Needle exchanges don’t have to involve exchanges of needles, attorney general’s opinion says

Users of needles don’t have to trade in used ones to get new ones from needle-exchange programs authorized by this year’s anti-heroin law, Attorney General Jack Conway said in a formal opinion Dec. 18 and released Dec. 21.

The opinion was requested by state Senate President Robert Stivers of Manchester. He and other Republicans have said the intent of the law was a needle-for-needle exchange, and they are expected to move legislation requiring that in the legislative session that begins Jan. 5.

“Needle
exchanges surfaced as a contentious issue when Kentucky lawmakers
worked on sweeping legislation this year to combat the state’s heroin
scourge,” Bruce Schreiner notes for The Associated Press. “The goal of needle exchanges is to prevent the spread of HIV and hepatitis C and to steer drug users toward treatment. Kentucky has had the nation’s highest rate of acute hepatitis C.”
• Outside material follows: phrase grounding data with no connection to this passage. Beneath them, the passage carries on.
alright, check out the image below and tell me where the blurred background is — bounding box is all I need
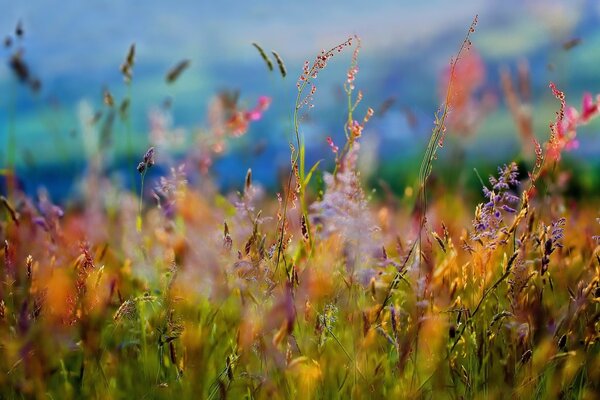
[1,0,600,202]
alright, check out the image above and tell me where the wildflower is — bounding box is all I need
[296,37,353,109]
[471,162,520,247]
[326,136,339,154]
[226,111,249,136]
[541,217,565,275]
[310,144,379,274]
[347,108,373,139]
[346,35,361,91]
[226,96,271,136]
[580,92,600,122]
[547,83,600,160]
[153,164,187,218]
[33,188,64,239]
[247,96,271,121]
[137,146,155,174]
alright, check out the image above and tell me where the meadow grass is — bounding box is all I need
[1,17,600,400]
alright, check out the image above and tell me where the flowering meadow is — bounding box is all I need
[1,16,600,400]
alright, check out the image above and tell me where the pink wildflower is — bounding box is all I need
[226,95,272,136]
[326,136,339,154]
[548,83,600,160]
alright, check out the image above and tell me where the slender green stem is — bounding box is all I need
[325,325,367,383]
[125,84,137,194]
[137,170,146,232]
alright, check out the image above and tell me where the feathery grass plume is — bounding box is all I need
[508,256,532,311]
[539,217,565,275]
[377,16,478,323]
[120,43,136,83]
[165,59,191,83]
[113,298,137,321]
[271,50,286,77]
[418,15,478,208]
[252,42,273,71]
[103,88,114,107]
[310,144,379,277]
[275,36,354,271]
[126,43,136,66]
[330,35,375,177]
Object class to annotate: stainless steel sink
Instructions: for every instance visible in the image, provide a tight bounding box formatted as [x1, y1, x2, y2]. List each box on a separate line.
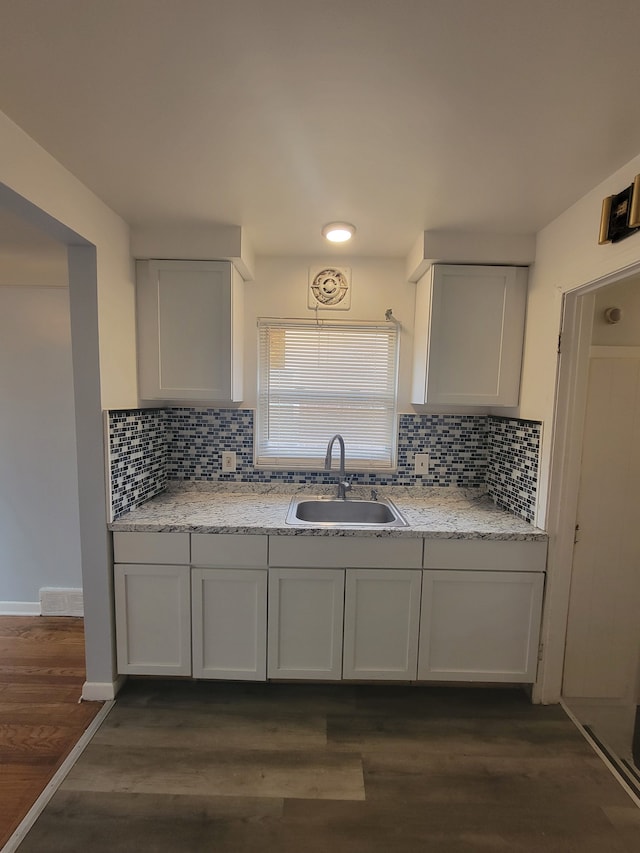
[286, 496, 408, 527]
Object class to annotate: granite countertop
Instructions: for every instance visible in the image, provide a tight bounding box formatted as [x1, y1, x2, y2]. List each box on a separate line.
[109, 484, 546, 540]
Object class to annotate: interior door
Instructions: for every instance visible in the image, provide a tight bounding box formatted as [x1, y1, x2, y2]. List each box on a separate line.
[563, 355, 640, 700]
Dr. Sarah Moyer, Louisville’s interim public health and wellness director, told the AP that the city’s needle-exchange program is following a model that has proven effective across the country in reducing the spread of HIV and hepatitis C. AP reports, “The exchange ratio is down to two syringes handed out for every old needle turned in, she said. As expected, the ratio was much higher early on — about eight or nine syringes provided for every old needled turned in, health officials said.”

The opinion, written by Assistant Attorney General Matt James, focused on the Louisville program. He wrote, “As applied in this context, ‘exchange’ does not require a quid pro quo exchange of syringes; it only requires a benefit to the party promising, or a loss to the party to whom the promise is made.” Thus, a program “may exchange the loss of a needle for a promise to participate in the program, and that is sufficient for an exchange in the ordinary sense of the term.”

James wrote that if legislators had wanted to require needle-for-needle exchanges, they could have done so.

In a final compromise to pass the bill, the General Assembly required needle-exchange programs to get local-government approval.

Only three programs have been established, in Louisville, Lexington and Pendleton County. Local health officials have failed to persuade officials in several other jurisdictions, including Northern Kentucky and Frankfort. The Frankfort City Commission deadlocked 2-2 on the issue when Commissioner Lynn Bowers, who had seconded the motion to allow the program, abstained after hearing arguments from opponents on the commission. Health officials say they will try again, and The State Journal editorialized in favor of the program.